Shrii Prabhat Ranjan Sarkar Shrii Shrii Ánandamúrti
From his early childhood in Bihar, India, where he was born in 1921, P.R. Sarkar has been attracting others by his deep love for humanity and guiding them along the path of self-realization. Adjusting the ancient science of Tantra Yoga to meet the needs of this age, he developed a scientific and rational philosophy and a system of practical disciplines for physical, mental and spiritual development. Recognizing him as a spiritually realized Master, his followers called him “Shrii Shrii Anandamurti” (which means “He who attracts others as the embodiment of bliss”) or simply “Baba” (father).
Those who followed his teachings found their lives transformed as they overcame the weakness and negative tendencies of the mind and experienced a deep peace and bliss within.

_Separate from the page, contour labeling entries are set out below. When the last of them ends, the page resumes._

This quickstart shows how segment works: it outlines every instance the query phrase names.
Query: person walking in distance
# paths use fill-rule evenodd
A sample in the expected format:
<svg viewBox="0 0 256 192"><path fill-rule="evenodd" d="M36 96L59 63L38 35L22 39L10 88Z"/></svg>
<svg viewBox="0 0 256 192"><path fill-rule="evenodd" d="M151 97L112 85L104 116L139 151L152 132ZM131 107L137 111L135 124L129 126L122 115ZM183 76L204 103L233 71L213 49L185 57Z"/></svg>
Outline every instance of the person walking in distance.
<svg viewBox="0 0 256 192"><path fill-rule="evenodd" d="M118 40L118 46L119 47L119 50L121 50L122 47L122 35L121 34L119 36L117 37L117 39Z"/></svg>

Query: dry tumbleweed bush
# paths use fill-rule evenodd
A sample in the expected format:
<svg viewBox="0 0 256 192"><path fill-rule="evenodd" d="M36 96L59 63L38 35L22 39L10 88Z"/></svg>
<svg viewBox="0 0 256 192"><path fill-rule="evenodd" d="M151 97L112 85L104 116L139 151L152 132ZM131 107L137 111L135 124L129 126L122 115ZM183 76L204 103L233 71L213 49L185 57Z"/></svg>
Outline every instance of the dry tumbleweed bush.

Inspired by his selfless example, they turned their energies to serving the society and elevating the oppressed.
In 1955, while still leading a normal family life as a railway official, P.R. Sarkar formed the organization Ananda Marga (“The Path of Bliss”), and began training missionaries to spread his teachings of “self-realization and service to humanity” all over India and later throughout the world. Reflecting the broadness of his universal vision, Ananda Marga has become a multi-faceted organization with different branches dedicated to the upliftment of humanity through education, relief, welfare, the arts, ecology, intellectual renaissance, women’s emancipation, and humanistic economy.
In the field of ecology and environmental awareness, Sarkar propounded the philosophy of Neo-Humanism, extending the spirit of humanism to include love for animals, plants and the inanimate. He started a global plant exchange program to save and propagate thousands of plants species around the world. In conjunction with this he also started sanctuaries for animals in the various locations around the world.
In the realm of philology and linguistics, P.R. Sarkar wrote volumes on the Bengali and Sanskrit languages which still require years of deep scholarly study to be understood. These volumes trace the evolution of words, phrases and cultural traditions that comprise today’s tapestry of Indian languages as well as new and important insights to Indo-European and other languages of the world.
In the field of science, Sarkar introduced the theory of Microvita in 1986 which subsequently has interested scientists around the world. In a series of discourses Sarkar has struck at the heart of conventional physics and biology, as he points out that the basic buildings blocks of life are microvita — emanations of pure consciousness. The microvita theory provides a link between the worlds of perception and conception and implies that the distinct disciplines of physics, biology, and mathematics will merge into one science of understanding the real nature of the universe.
In the field of music, literature and art, Sarkar urged artists to do art for service and blessedness and not merely “Art for art’s sake”. He wrote guidelines also for accomplishing this goal. Sarkar not only wrote long philosophical treatises, he has enriched us as well with children’s stories, fiction, comedy and drama. His most dramatic contribution is the 5018 songs known as Prabhat Samgiit (Songs of the New Dawn) which he started giving in 1982 until his departure in October 1990. These beautiful songs express the universality of the human spiritual heart. Most of the songs were written in Sarkar’s mother tongue, Bengali. Bengali bscholars have given the highest praise to these songs, in terms of their poetic and symbolic expression.
For the collective welfare of the entire society he propounded the theory of PROUT (Progressive Utilization Theory), which stands for the maximum utilization and rational distribution of all the resources and potentialities of the world — physical, mental, and spiritual — and the creation of a new, humanistic social order of harmony and justice for all. His uncomprmising moral stand against corruption and exploitation and his demand for social justice brought about the opposition of certain vested interests and the Communist Party of India, and resulted in the persecution of Ananda Marga and his own arrest in 1971 under false charges. During his seven year incarceration, he survived a poisoning attempt by jail officials and fasted on a liquid diet for 5-1/2 years in protest. Ultimately acquitted of all charges by the High Court, he was released in 1978 and from then until his departure in 1990 he guided the rapid expansion of his mission all over the world.
Most importantly, he taught his disciples the time tested science of Tantra and Yoga, and adapted these practices to the needs of modern day humans. These spiritual practices along with the vast and deep spiritual philosophy provide the inspiration and driving energy for Ananda Marga.